Honza Pokorný

A personal blog


How not to depend on PyPI

When deploying a Django application, you often use a requirements.txt file that contains a list of the application’s dependencies. During deployment, your provisioning system will pip install all of those to make sure that your application runs as desired.

The format of a typical requirements.txt files isn’t unlike the following

django==1.3.1
psycopg2==2.4.4
Fabric==1.3.3
...

By default, pip will go to the Python Package Index (PyPI) and look for that package there.

Unfortunately, PyPI has been known to be down or slow at times; and you want your deployments to be as smooth as possible.

What you can do

Instead of depending on PyPI for a production application, you can host the packages that your application needs yourself. It’s actually surpringly easy to do. Your existing deployment strategy can easily be modified to remove the dependency.

First, we will create a freeze of your requirements. This will look into your environment and figure out which version of which package you will need for the production environment.

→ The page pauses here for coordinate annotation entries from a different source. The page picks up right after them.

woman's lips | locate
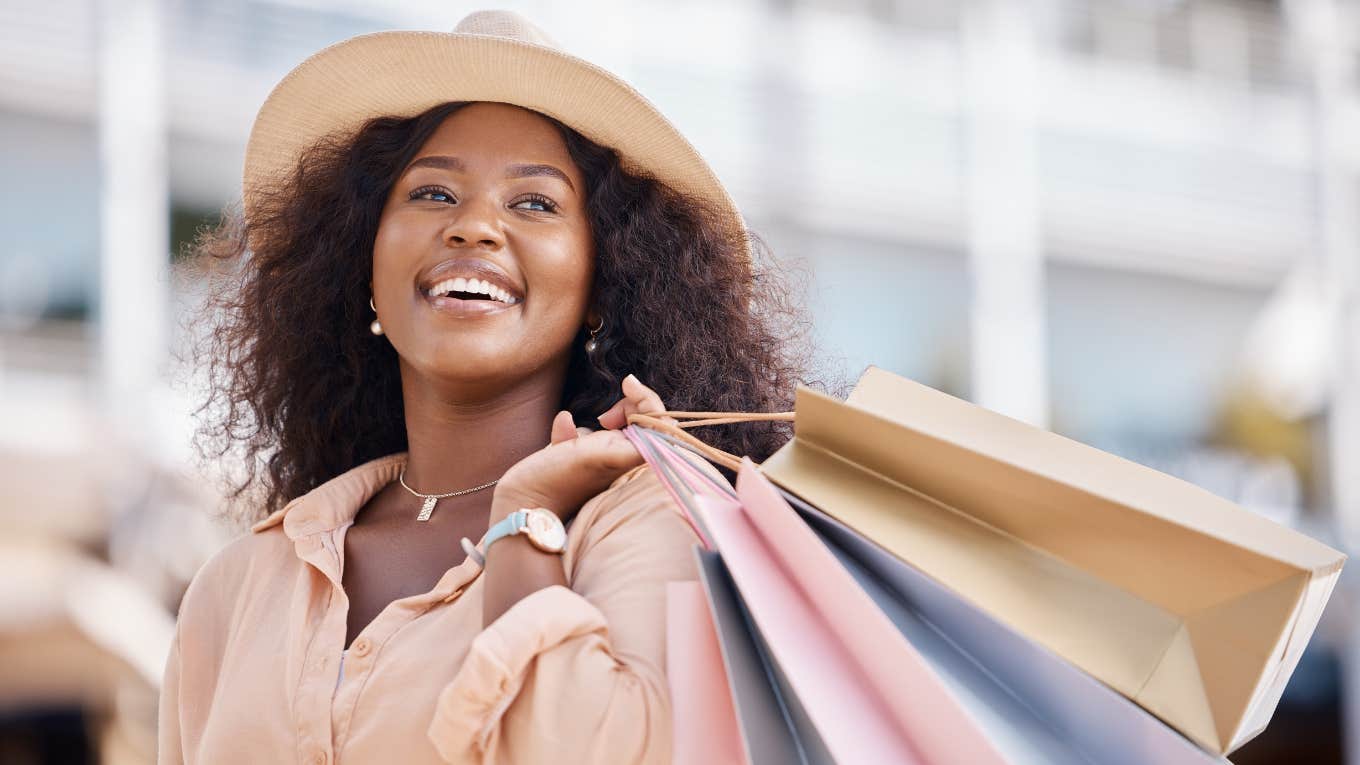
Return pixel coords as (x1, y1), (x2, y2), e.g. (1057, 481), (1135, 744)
(426, 295), (524, 317)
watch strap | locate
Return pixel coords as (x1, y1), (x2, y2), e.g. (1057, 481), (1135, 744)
(461, 509), (560, 568)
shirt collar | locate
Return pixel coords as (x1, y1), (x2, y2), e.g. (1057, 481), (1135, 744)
(250, 452), (407, 540)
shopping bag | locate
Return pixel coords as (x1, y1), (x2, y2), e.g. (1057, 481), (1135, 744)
(695, 547), (835, 765)
(785, 487), (1227, 765)
(644, 430), (1126, 765)
(625, 424), (1005, 764)
(760, 368), (1345, 754)
(666, 581), (751, 765)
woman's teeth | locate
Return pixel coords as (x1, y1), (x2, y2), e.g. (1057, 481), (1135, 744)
(426, 276), (520, 305)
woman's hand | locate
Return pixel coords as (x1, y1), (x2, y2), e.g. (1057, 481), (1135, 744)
(491, 374), (673, 523)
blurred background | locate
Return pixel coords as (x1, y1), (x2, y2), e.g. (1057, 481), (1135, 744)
(0, 0), (1360, 765)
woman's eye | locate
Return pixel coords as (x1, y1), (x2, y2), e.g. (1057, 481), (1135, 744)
(510, 195), (558, 212)
(411, 186), (456, 201)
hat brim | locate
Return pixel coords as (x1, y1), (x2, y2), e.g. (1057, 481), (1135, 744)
(250, 31), (749, 259)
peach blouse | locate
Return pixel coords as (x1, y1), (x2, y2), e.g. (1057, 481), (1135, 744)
(159, 453), (698, 765)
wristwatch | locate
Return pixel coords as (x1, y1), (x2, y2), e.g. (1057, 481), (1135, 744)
(481, 508), (567, 554)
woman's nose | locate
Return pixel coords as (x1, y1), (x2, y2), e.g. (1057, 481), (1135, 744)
(443, 199), (502, 248)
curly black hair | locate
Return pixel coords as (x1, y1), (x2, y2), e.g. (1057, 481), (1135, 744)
(186, 102), (826, 520)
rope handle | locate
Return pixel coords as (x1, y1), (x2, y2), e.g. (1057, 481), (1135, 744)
(628, 411), (793, 472)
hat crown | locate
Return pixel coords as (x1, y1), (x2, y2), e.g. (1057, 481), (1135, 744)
(453, 11), (562, 49)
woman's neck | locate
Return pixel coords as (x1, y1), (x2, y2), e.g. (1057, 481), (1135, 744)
(401, 362), (564, 506)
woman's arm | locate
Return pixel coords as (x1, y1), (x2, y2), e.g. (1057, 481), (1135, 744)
(428, 468), (698, 764)
(156, 621), (184, 765)
(481, 494), (567, 626)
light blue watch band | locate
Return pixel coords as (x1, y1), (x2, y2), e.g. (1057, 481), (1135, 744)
(461, 510), (529, 568)
(481, 510), (529, 550)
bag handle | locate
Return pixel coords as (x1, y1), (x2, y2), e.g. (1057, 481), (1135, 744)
(628, 411), (793, 471)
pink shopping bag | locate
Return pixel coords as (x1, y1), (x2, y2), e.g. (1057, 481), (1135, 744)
(666, 581), (747, 765)
(631, 421), (1005, 765)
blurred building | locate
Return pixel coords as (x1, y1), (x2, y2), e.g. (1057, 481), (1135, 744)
(0, 0), (1360, 762)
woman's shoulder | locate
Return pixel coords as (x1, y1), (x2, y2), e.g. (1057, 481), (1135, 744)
(567, 451), (722, 566)
(180, 514), (296, 622)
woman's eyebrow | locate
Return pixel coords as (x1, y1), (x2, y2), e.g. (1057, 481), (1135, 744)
(407, 154), (577, 191)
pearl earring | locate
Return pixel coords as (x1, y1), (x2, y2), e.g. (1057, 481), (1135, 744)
(369, 298), (382, 335)
(586, 317), (604, 355)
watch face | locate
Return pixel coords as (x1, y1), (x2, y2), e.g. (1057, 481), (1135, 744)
(525, 509), (567, 553)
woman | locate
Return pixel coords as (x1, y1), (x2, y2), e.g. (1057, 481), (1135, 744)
(160, 12), (800, 764)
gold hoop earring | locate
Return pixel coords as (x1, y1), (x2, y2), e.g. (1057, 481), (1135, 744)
(369, 298), (382, 335)
(586, 317), (604, 355)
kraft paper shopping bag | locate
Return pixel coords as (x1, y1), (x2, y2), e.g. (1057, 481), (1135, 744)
(680, 460), (1005, 764)
(785, 487), (1227, 765)
(760, 368), (1345, 754)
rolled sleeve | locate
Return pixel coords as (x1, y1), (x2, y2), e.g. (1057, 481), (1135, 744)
(427, 472), (698, 764)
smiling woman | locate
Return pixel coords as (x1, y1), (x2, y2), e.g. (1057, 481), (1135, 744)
(168, 12), (812, 764)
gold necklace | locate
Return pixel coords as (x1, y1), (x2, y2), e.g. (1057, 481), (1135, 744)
(397, 466), (500, 520)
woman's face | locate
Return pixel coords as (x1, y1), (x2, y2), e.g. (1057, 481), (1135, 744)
(373, 102), (594, 383)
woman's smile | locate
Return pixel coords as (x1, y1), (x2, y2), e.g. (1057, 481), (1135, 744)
(416, 259), (524, 317)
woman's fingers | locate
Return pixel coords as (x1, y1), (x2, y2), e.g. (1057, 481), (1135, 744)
(623, 374), (676, 425)
(600, 374), (675, 430)
(552, 410), (583, 444)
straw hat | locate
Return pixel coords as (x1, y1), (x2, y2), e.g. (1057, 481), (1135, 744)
(243, 11), (751, 263)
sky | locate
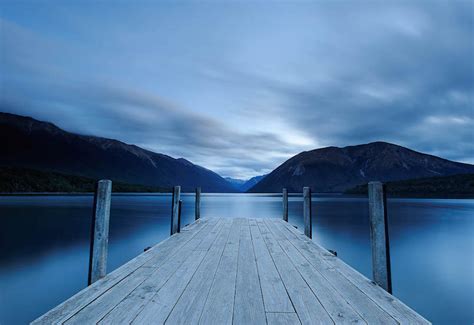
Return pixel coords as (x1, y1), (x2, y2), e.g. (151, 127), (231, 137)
(0, 0), (474, 179)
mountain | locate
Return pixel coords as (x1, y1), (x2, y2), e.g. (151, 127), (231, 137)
(0, 113), (235, 192)
(249, 142), (474, 192)
(225, 175), (266, 192)
(0, 167), (169, 194)
(345, 174), (474, 198)
(224, 177), (246, 191)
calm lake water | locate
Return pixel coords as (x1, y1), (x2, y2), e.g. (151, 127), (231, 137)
(0, 194), (474, 324)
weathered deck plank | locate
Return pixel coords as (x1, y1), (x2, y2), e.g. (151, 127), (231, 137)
(199, 219), (242, 325)
(33, 218), (429, 324)
(32, 219), (211, 324)
(99, 218), (224, 325)
(275, 220), (430, 324)
(249, 220), (295, 313)
(233, 219), (266, 324)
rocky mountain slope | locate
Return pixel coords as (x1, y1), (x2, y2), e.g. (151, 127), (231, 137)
(0, 113), (235, 192)
(249, 142), (474, 192)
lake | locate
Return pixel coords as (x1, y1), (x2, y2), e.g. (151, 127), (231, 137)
(0, 194), (474, 324)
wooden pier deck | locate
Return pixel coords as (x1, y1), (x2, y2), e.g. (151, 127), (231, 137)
(33, 218), (429, 325)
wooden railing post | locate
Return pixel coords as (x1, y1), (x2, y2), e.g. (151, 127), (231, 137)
(283, 188), (288, 222)
(87, 180), (112, 285)
(368, 182), (392, 293)
(170, 186), (181, 236)
(194, 187), (201, 220)
(178, 200), (183, 233)
(303, 187), (313, 238)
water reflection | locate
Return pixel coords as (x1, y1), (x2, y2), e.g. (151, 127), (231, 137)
(0, 194), (474, 324)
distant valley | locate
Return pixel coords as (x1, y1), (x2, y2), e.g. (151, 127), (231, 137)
(0, 113), (474, 196)
(0, 113), (236, 192)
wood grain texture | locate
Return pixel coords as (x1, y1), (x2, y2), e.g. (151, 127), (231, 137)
(34, 218), (429, 325)
(233, 219), (266, 324)
(87, 180), (112, 285)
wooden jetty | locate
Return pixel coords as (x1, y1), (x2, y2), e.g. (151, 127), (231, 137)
(33, 184), (429, 325)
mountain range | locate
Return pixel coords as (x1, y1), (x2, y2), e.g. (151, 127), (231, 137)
(225, 175), (266, 192)
(0, 113), (236, 192)
(249, 142), (474, 192)
(0, 113), (474, 192)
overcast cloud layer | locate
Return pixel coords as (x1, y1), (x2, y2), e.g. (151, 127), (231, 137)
(0, 0), (474, 178)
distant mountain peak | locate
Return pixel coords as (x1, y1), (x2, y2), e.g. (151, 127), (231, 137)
(250, 141), (474, 192)
(0, 113), (235, 192)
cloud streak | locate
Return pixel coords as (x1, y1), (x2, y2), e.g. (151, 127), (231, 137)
(0, 1), (474, 178)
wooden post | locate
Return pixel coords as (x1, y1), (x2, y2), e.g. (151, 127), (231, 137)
(368, 182), (392, 293)
(194, 187), (201, 220)
(283, 188), (288, 222)
(303, 187), (313, 238)
(170, 186), (181, 236)
(178, 200), (183, 233)
(87, 180), (112, 285)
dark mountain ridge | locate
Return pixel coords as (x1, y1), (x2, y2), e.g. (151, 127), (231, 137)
(225, 175), (266, 192)
(0, 113), (235, 192)
(249, 142), (474, 192)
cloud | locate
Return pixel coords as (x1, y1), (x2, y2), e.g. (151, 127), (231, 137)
(0, 1), (474, 178)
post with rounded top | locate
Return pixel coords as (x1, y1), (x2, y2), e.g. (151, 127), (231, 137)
(170, 186), (181, 236)
(303, 187), (313, 238)
(87, 180), (112, 285)
(368, 182), (392, 293)
(194, 187), (201, 220)
(283, 188), (288, 222)
(178, 200), (183, 233)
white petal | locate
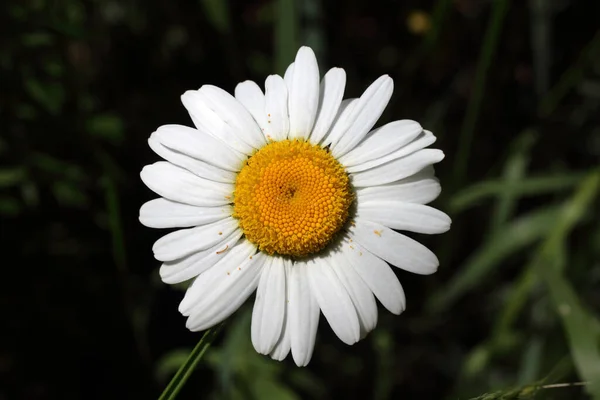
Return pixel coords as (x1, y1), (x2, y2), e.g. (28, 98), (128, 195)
(339, 119), (423, 167)
(179, 239), (262, 318)
(140, 197), (233, 228)
(350, 149), (444, 187)
(341, 240), (406, 315)
(140, 161), (233, 207)
(329, 251), (377, 338)
(152, 217), (238, 261)
(269, 259), (292, 361)
(265, 75), (290, 140)
(148, 132), (236, 183)
(307, 257), (360, 344)
(156, 125), (246, 172)
(346, 131), (435, 173)
(235, 81), (267, 132)
(310, 68), (346, 144)
(350, 218), (439, 275)
(185, 253), (268, 331)
(158, 229), (242, 285)
(287, 261), (320, 367)
(199, 85), (266, 149)
(331, 75), (394, 158)
(251, 257), (286, 354)
(181, 90), (253, 155)
(356, 169), (442, 204)
(356, 201), (452, 235)
(288, 46), (319, 139)
(323, 99), (358, 146)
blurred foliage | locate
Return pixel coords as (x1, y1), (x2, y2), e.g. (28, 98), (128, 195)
(0, 0), (600, 399)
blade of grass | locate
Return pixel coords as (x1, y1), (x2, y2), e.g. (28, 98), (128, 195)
(491, 130), (537, 234)
(429, 207), (559, 312)
(450, 172), (583, 215)
(531, 171), (600, 399)
(538, 30), (600, 118)
(454, 0), (510, 188)
(275, 0), (299, 76)
(158, 324), (223, 400)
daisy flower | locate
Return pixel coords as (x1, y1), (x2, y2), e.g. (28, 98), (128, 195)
(140, 47), (450, 366)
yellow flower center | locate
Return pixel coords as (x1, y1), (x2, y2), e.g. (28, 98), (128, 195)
(233, 140), (353, 257)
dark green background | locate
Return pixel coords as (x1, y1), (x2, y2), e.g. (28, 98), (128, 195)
(0, 0), (600, 399)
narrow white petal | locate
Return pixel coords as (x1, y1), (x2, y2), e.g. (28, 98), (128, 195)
(356, 170), (442, 204)
(350, 218), (439, 275)
(288, 261), (320, 367)
(346, 131), (435, 173)
(179, 239), (262, 322)
(350, 149), (444, 187)
(140, 197), (233, 228)
(323, 98), (358, 146)
(329, 251), (377, 338)
(181, 90), (253, 155)
(339, 119), (423, 167)
(356, 201), (452, 235)
(288, 46), (319, 139)
(156, 125), (246, 172)
(158, 229), (242, 285)
(310, 68), (346, 144)
(332, 75), (394, 158)
(307, 257), (360, 344)
(140, 161), (233, 207)
(265, 75), (290, 140)
(148, 132), (236, 183)
(152, 217), (238, 261)
(235, 81), (267, 132)
(199, 85), (266, 148)
(185, 253), (268, 331)
(342, 240), (406, 315)
(251, 257), (286, 354)
(269, 259), (292, 361)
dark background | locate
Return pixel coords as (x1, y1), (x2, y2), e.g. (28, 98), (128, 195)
(0, 0), (600, 399)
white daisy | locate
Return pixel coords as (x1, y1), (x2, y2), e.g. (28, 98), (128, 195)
(140, 47), (450, 366)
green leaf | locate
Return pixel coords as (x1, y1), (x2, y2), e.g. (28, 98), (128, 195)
(202, 0), (231, 33)
(429, 207), (560, 312)
(531, 172), (600, 400)
(0, 196), (21, 217)
(25, 78), (65, 115)
(450, 172), (584, 214)
(275, 0), (299, 76)
(154, 348), (190, 382)
(0, 167), (27, 188)
(158, 324), (223, 400)
(86, 114), (125, 145)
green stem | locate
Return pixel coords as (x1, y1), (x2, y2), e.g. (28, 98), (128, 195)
(158, 324), (223, 400)
(454, 0), (510, 188)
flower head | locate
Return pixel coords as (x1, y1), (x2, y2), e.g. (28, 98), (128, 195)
(140, 47), (450, 366)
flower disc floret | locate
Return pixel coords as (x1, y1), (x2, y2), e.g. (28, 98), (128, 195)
(233, 140), (353, 257)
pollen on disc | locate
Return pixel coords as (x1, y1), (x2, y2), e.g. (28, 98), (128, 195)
(233, 140), (353, 257)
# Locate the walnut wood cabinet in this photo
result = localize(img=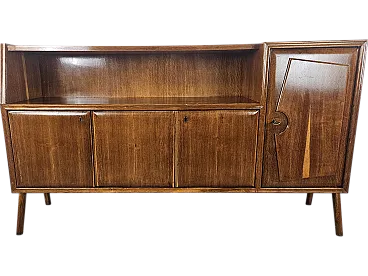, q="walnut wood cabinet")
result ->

$ pip freeze -r requirements.txt > freeze.txt

Once you have the list of packages, you can tell pip to download all the packages into a directory without installing them.

$ pip install -d pypi -r freeze.txt

This will download all packages from freeze.txt into the pypi/ directory.

The next step is to upload all these packages to a publicly accessible server that can serve static files. This can anything from S3, Cloudfiles or even Github pages. I like to place all of these packages into a packages/ directory. You will also need a simple index file to go with your packages. All the index file needs to is provide a list of HTML links to those packages. The index will be used by pip to locate the package source distribution.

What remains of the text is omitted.